Zhou Enlai and others on script reform

New on Pinyin Info is the nearly complete text of Reform of the Chinese Written Language, a booklet from the PRC that dates back to 1958. Most of the essays, however, contain misconceptions about Chinese characters, romanization, and the nature of script reform, so this work is placed here on this site not as a recommended reading but as a historical reference. So, with that in mind, here are the essays:

some recent posts elsewhere

Although many notable stories have been in the news lately, I haven’t had time yet to comment on any of them.
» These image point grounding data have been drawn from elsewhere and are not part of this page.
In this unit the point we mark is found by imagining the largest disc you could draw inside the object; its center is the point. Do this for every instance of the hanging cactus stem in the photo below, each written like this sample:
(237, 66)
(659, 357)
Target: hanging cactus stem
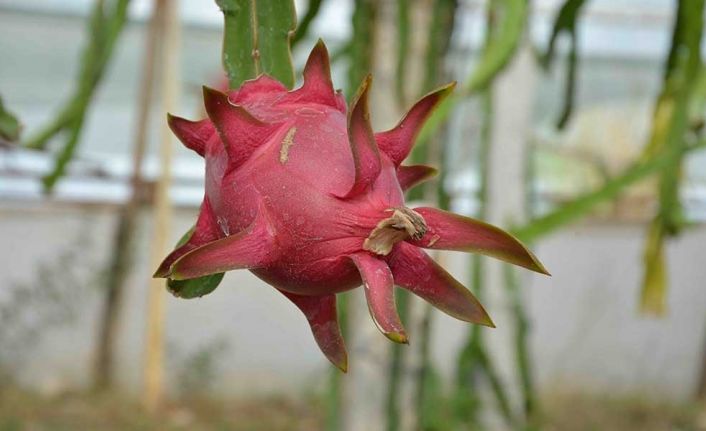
(303, 193)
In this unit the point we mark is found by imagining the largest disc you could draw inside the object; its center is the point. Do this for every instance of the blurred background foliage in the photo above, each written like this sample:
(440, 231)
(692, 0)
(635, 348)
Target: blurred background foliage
(649, 182)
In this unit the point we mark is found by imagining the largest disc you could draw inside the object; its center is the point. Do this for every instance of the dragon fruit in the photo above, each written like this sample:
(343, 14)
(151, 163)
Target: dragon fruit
(300, 191)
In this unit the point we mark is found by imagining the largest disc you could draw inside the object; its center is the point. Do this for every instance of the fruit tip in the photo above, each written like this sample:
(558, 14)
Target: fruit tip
(398, 337)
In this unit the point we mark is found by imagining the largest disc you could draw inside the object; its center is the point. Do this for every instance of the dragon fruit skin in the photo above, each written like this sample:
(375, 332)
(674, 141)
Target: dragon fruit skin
(300, 191)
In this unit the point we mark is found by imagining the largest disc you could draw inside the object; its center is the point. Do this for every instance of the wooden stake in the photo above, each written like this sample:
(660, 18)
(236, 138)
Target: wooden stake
(154, 348)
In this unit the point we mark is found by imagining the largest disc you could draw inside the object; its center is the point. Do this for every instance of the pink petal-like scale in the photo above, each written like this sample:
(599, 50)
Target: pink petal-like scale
(300, 191)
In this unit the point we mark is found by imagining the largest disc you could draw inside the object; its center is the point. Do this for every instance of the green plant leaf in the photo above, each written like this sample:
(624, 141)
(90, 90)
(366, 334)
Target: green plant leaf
(257, 39)
(496, 55)
(501, 47)
(582, 205)
(195, 287)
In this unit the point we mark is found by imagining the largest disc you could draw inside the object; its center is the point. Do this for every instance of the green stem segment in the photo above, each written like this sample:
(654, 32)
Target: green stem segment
(256, 39)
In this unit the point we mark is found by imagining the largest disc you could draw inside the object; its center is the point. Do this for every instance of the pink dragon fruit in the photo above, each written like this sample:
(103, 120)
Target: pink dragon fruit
(311, 201)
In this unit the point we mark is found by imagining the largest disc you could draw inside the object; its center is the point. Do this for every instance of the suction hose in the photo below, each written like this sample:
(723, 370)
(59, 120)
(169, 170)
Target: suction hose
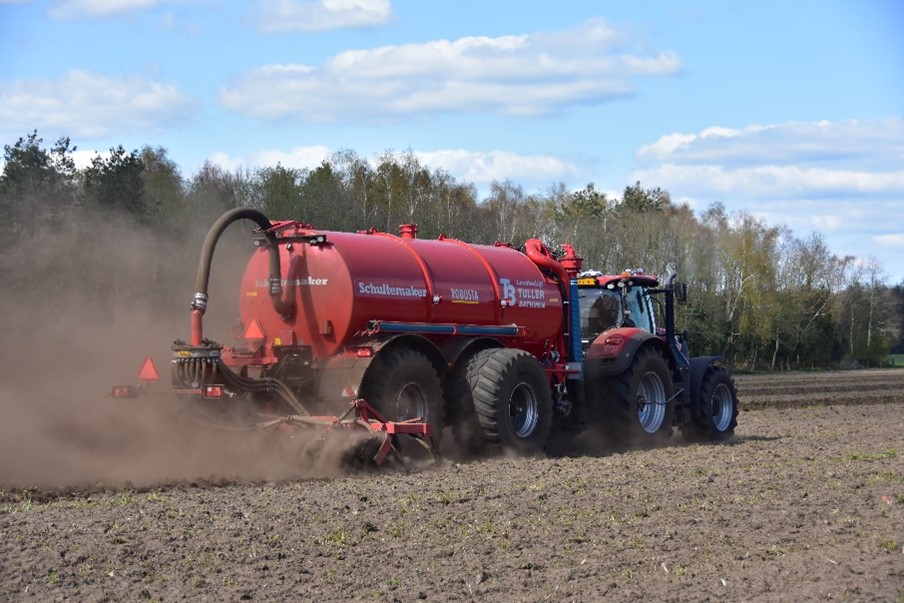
(285, 307)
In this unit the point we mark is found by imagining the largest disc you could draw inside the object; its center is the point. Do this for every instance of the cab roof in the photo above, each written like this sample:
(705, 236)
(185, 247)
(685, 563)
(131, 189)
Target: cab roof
(595, 278)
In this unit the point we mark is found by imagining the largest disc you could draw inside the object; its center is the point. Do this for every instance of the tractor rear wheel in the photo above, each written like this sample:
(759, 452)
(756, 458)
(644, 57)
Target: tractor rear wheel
(512, 399)
(637, 404)
(402, 384)
(718, 405)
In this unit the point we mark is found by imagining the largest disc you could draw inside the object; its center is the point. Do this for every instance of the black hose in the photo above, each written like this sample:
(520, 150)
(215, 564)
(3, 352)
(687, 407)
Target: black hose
(285, 307)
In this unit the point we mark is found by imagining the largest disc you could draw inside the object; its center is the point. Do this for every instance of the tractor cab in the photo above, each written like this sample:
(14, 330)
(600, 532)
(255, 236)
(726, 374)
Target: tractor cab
(615, 301)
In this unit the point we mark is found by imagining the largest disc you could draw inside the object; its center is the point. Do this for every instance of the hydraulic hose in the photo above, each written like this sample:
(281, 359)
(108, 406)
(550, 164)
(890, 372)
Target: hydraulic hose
(285, 307)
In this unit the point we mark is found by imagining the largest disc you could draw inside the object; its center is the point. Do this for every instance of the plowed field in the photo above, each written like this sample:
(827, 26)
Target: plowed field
(805, 503)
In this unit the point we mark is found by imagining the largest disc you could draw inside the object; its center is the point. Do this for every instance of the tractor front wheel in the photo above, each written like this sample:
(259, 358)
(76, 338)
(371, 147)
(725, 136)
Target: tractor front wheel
(637, 404)
(718, 406)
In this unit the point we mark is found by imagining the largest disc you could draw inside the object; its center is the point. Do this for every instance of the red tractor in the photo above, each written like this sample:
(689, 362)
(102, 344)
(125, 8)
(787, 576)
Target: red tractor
(409, 336)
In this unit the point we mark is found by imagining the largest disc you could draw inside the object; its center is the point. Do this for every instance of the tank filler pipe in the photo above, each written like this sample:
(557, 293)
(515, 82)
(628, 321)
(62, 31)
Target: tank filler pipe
(285, 307)
(539, 254)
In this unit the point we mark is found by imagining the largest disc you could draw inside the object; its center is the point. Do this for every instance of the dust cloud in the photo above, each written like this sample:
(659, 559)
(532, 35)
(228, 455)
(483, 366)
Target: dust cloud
(79, 316)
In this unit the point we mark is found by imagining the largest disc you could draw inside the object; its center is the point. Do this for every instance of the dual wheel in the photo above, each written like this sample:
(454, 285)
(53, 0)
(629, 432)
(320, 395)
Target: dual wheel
(501, 396)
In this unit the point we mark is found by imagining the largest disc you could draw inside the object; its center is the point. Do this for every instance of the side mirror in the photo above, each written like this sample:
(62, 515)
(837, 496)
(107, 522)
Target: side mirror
(681, 293)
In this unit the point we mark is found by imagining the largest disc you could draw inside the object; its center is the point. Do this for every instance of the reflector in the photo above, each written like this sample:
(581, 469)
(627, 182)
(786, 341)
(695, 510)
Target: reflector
(148, 371)
(254, 331)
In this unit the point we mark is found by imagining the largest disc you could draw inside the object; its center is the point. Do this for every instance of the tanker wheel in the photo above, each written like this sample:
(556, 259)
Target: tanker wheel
(512, 399)
(403, 384)
(718, 406)
(637, 405)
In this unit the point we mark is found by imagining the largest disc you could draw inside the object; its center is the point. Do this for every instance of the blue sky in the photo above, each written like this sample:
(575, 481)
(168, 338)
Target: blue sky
(792, 111)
So for now I’d like to draw everyone’s attention to two recent posts elsewhere:

Pinyin, mispronounced Mandarin linked: Malaysian official

Although announcements in Mandarin are being mispronounced in Kuala Lumpur International Airport, that’s only to be expected because the announcers are paid little and must use Hanyu Pinyin, according to Malaysian Deputy Tourism Minister Datuk Donald Lim Siang Chai.

Bah. Pinyin doesn’t take long to learn. Moreover, it’s simple and accurate. The problem is simply a lack of training. Hanyu Pinyin is probably more closely phonetic than the spelling systems of any of the other languages the airport personnel would have to deliver announcements in.

Here’s the article:

Announcements in Mandarin pronounced wrongly at KL International Airport should be tolerated if the information is accurate, said Deputy Tourism Minister Datuk Donald Lim Siang Chai.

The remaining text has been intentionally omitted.